The surrounding gardens are recognised as one of New Zealand’s Gardens of Significance. A grove of ancient pohutukawa contains the country’s largest – with a girth of 10.9 metres. Visitors are also welcome to sample and purchase macadamia nuts grown on the property.

Numerous paved, but often winding, roads lead from SH10 to the coast and harbours where small campgrounds can frequently be found. Taupo Bay is one such place, while Whangaroa Harbour, with its excellent fishing lodge and motorcamp at the foot of the harbour, is deservedly popular. Tauranga Bay, just three kilometres from the main drag, is valued by RV lifestylers as a winter destination because of its excellent facilities, wild beach with fine pink sand, and mild climate.

Similarly the drive out to Matauri Bay (around 30 kilometres north of Kerikeri) is worthy of your time.

Across a narrow bridge of land is pebbly Putataua Bay, where the Reverend Samuel Marsden landed for the first time on 20 December, 1814, and was welcomed by the great Ngapuhi war chief, Hongi Hika. The pretty little wooden church on a rise is known as Samuel Marsden Memorial Church.

Matauri Bay offers some of the best fishing grounds in the North Island. Nearby, a sculpture by Kerikeri’s Chris Booth commemorates the sinking of the Rainbow Warrior.

Things to see and do

Mangonui Four Square: located on the waterfront in Mangonui Harbour, in a building that was erected on piles in 1907, the store has refrigerated produce display cabinets and additional services include a post office and banking facilities.

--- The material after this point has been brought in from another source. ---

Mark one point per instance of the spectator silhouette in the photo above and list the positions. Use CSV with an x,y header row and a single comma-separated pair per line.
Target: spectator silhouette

Mangonui Fish Shop: dine-in or take away some of the best fish and chips in New Zealand in this fully licensed restaurant.

Rainbow Warrior memorial and dive site: a highlight for divers, the sunken wreck of the Rainbow Warrior is accessible and is now home to masses of fish. Fill dive bottles and arrange a dive at the Matauri Bay Holiday Park store.

Places to eat and drink

Whangaroa Sport Fishing Club hosts frequent fishing tournaments and is great for dining and entertainment. Contact (09) 405 0399.

Far Nth1

Waitangi, Paihia, Russell

The Bay of Islands, comprising 144 islands, has also been regarded as the birthplace of the nation since 1840, when Maori chiefs and British representatives of the Crown gathered to sign The Treaty of Waitangi.

Things to see and do

Te Waimate Mission House, built in 1832, is the site of the second signing of the treaty of Waitangi and is steeped in history – a must-visit.

Kelly Tarlton’s Shipwreck Museum, Paihia, is where the local sailing ship Tui displays all manner of underwater finds.

Water sports: swimming with dolphins, kayaking, or sailing – find out more about an on-water adventure at the local i-SITE.

On Maiki Hill stands a flagpole commemorating Hone Heke, the great Maori leader, and his protest after the signing of the Treaty of Waitangi.

Places to eat and drink

Bay of Islands Farmers’ Markets Paihia, Russell, and Waitangi farmers’ market are a great sources of food, craft, and locally-grown produce.

Russell to Warkworth

For many travellers, the spectacular coastal drive from Russell to Warkworth exemplifies the North Island at its sub-tropical best. Expect slow, sinewy roads, stunning views, and numerous charming coastal settlements that beckon you to bide a while.

Things to see and do

Whananaki North and South: these nostalgic villages, divided by the wide, curving estuary, offer an interesting and peaceful stop off.

The longest footbridge: connecting the villages is a 395m-long footbridge, the longest in the Southern Hemisphere.

Motutara Farm: at the estuary’s north head, Motutara is said to be one of New Zealand’s most desirable camping grounds.

Coastal walkway: starting across the bridge at South Whananaki, this five-kilometre-long walkway winds through bush and farmland, with great views of the sea and the Poor Knights Islands.

Otamure Beach is popular with swimmers and surfers and offers great bush/beach walks and fishing.

Places to eat and drink

A small cookery next door to the Whananaki North general store serves hamburgers and fish ‘n’ chips, heavily sprinkled with lemon pepper and wrapped in yesterday’s newspaper.